In turmoil after several accidents, Boeing is now facing its first major walkout in 16 years

Already in turmoil after several accidents, Boeing is now facing its first major strike in 16 years, with the start on Friday of a vast social movement which will block its production at its cradle on the American northwest coast.

The strike was scheduled to begin at midnight local time, according to the IAM-District 751 machinists union, hours after Boeing workers in the Seattle area voted overwhelmingly to walk out.

According to Bloomberg, hundreds of workers began a picket line overnight at the Renton plant, near Seattle, where the 737 Max, the American aircraft manufacturer’s flagship aircraft, is produced.

On Thursday, workers rejected the new labor agreement proposed by the aircraft manufacturer by 94.6 percent, said Jon Holden, president of the IAM-District 751 machinists union.

They also voted 96 percent in favor of striking when the current 16-year-old contract expires at midnight Thursday. A two-thirds vote was needed to initiate a work stoppage.

The union, which represents about 33,000 workers in the Pacific Northwest, had initially supported the deal. Holden had previously said he could not “guarantee that we will get more by striking.”

The strike is expected to shut down two major aircraft assembly plants in the Puget Sound region. It will paralyze production of the 737, 777 and 767 freighter, whose deliveries are already running behind schedule.

A situation that is all the more problematic since the aircraft manufacturer collects the largest part of the payment (around 60%) when the aircraft are handed over.

Boeing still ready to negotiate

Despite the massive vote in favor of the strike, the Boeing group said in a statement that it was “committed” to negotiations.

“We remain committed to rebuilding our relationships with our employees and the union, and we are prepared to return to the negotiating table to reach a new agreement,” the aircraft manufacturer said.

The last strike at the American aircraft manufacturer, in 2008, lasted 57 days.

A 50-day strike would cost Boeing $3 billion to $3.5 billion in cash and impact revenue by $5.5 billion, according to TD Cowen analysts. The company’s stock was down nearly 4 percent in premarket trading on Friday.

Thursday’s vote marked a decisive rejection of a deal that workers said was far less generous than Boeing executives had said. It included a 25% wage increase over four years, a commitment to invest in the region and to build the next plane — scheduled for 2035 — in the planemaker’s historic home, which was supposed to provide jobs for decades.

“Sold off”

Boeing had hoped the concessions would be enough to stave off a strike.
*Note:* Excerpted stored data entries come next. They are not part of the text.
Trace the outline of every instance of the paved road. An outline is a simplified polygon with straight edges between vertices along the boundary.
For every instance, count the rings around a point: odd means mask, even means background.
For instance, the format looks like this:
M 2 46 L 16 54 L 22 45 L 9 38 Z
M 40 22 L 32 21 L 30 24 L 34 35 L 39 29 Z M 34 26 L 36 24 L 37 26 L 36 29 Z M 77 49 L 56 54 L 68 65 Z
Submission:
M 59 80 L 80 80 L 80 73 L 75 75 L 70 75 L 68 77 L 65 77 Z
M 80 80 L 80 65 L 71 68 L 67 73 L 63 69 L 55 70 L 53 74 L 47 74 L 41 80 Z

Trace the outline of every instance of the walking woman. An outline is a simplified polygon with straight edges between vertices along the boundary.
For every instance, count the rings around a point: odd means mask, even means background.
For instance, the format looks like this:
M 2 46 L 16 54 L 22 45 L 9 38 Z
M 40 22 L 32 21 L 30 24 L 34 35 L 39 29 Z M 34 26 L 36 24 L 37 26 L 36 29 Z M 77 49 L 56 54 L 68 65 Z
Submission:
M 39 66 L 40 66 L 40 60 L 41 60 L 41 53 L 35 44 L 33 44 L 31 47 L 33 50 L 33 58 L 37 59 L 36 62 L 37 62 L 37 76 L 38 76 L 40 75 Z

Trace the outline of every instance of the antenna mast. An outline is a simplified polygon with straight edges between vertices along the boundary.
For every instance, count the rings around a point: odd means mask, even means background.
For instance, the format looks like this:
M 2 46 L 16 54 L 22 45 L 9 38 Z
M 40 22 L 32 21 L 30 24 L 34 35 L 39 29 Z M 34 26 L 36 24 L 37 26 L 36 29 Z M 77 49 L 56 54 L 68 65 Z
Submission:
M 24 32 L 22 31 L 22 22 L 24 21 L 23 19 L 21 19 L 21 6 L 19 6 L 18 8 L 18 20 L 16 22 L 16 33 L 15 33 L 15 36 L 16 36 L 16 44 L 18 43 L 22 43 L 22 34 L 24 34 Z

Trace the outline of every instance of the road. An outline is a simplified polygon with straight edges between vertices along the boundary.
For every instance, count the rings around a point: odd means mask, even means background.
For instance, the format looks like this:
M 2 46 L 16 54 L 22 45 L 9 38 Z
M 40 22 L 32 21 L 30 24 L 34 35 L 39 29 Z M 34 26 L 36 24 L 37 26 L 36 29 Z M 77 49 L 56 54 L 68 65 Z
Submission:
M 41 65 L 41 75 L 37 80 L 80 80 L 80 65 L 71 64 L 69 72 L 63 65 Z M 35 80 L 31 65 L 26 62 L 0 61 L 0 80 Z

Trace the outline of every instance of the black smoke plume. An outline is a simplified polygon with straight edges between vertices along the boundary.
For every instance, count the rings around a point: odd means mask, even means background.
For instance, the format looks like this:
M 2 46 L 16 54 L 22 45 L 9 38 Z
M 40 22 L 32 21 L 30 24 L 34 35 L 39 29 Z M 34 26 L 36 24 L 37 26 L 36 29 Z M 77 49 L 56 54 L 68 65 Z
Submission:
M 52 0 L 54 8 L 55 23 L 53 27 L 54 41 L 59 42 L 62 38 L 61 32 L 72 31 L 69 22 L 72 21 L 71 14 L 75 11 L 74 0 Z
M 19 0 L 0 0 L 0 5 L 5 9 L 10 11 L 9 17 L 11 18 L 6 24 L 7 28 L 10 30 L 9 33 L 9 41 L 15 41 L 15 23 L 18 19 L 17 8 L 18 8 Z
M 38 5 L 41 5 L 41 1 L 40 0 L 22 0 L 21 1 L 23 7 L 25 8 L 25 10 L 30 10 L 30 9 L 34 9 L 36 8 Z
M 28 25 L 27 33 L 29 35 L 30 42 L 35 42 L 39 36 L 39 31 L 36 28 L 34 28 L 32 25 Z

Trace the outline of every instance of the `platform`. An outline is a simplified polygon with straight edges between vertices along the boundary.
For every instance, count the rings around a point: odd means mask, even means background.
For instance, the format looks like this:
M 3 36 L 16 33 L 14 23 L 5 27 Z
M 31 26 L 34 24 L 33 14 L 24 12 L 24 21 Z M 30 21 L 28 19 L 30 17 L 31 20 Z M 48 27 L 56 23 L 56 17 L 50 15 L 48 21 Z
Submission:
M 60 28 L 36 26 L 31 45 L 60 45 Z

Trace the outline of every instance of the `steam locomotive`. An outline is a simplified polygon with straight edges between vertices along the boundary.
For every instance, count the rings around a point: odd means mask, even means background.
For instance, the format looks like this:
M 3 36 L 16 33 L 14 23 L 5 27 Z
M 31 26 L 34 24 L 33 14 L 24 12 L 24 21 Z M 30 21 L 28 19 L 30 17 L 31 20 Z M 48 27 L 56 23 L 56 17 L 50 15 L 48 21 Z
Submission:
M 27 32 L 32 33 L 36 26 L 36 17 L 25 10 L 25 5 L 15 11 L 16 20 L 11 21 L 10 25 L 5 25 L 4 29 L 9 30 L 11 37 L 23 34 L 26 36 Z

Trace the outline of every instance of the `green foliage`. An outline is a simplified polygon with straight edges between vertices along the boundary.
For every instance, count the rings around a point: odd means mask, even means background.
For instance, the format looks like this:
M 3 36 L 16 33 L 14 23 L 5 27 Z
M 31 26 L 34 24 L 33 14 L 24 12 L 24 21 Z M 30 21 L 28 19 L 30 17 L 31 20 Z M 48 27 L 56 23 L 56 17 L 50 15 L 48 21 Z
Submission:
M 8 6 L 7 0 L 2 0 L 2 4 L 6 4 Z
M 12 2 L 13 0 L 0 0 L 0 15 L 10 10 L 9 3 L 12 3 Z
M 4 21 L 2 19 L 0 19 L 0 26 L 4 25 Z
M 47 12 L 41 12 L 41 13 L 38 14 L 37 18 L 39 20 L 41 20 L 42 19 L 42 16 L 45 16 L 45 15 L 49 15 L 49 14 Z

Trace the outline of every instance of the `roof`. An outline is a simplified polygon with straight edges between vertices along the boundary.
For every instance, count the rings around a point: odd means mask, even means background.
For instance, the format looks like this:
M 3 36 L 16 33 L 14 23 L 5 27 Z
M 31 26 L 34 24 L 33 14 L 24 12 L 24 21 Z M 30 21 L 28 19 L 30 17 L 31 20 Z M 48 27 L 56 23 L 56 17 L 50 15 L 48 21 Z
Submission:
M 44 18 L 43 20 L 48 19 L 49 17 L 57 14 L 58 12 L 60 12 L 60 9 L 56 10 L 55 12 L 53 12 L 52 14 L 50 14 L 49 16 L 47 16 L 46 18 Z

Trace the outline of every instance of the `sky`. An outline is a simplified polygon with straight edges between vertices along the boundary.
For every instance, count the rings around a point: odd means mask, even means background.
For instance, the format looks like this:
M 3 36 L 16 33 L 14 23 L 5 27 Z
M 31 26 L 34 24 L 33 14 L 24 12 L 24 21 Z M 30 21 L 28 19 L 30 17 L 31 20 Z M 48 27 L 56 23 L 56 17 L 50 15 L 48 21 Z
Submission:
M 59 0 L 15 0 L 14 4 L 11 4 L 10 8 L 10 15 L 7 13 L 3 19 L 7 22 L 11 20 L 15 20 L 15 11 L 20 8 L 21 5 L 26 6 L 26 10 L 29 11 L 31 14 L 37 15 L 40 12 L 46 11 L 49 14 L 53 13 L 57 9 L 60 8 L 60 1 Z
Its financial situation has been precarious since the crash of two 737 MAX 8s in 2018 and 2019, which killed 346 people, and a host of production quality problems.

It is notably subject to increased supervision after the loss of a door cap in mid-flight in early January on an Alaska Airlines 737 MAX 9.

“It’s no secret that our business is going through a difficult time, partly because of our own past mistakes. […] “A strike would jeopardize our joint recovery,” warned Kelly Ortberg on Wednesday evening, who succeeded Dave Calhoun as CEO of the American aircraft manufacturer on August 8.

He had urged employees not to “sacrifice” future progress because of “frustrations from the past.”

But the disgruntled consider the salary increase too far removed from the union’s demands (+40% initially) and the pensions section unsatisfactory.

A week after taking office, Mr. Ortberg had pledged to “reset” the relationship with the IAM. But upon reading the agreement, many union members reacted negatively and called for a work stoppage.

“We’ve been sold off,” Kamie Bryan, a Boeing employee for 18 years, told AFP on Thursday after voting against the deal and for the strike. “We shouldn’t take the few pennies they give us and be grateful,” she said, stressing the magnitude of “the boss’s income.”

“They’re talking about a 25 percent raise, but it’s not,” said Paul Janousek, an Everett electrician who voted to strike after he called Boeing’s presentation “misleading.” The 55-year-old, a 13-year Boeing employee, said his actual raise would be about 9 percent, given the elimination of the annual bonus.

Televisions showed daily gatherings of workers protesting in factories against wage measures they consider inadequate in the face of inflation.

After strikes in the automobile, entertainment and other sectors, the unions are now engaged in a new showdown.

The IAM’s rules provide that strikers receive $250 per week starting in the third week of work stoppage.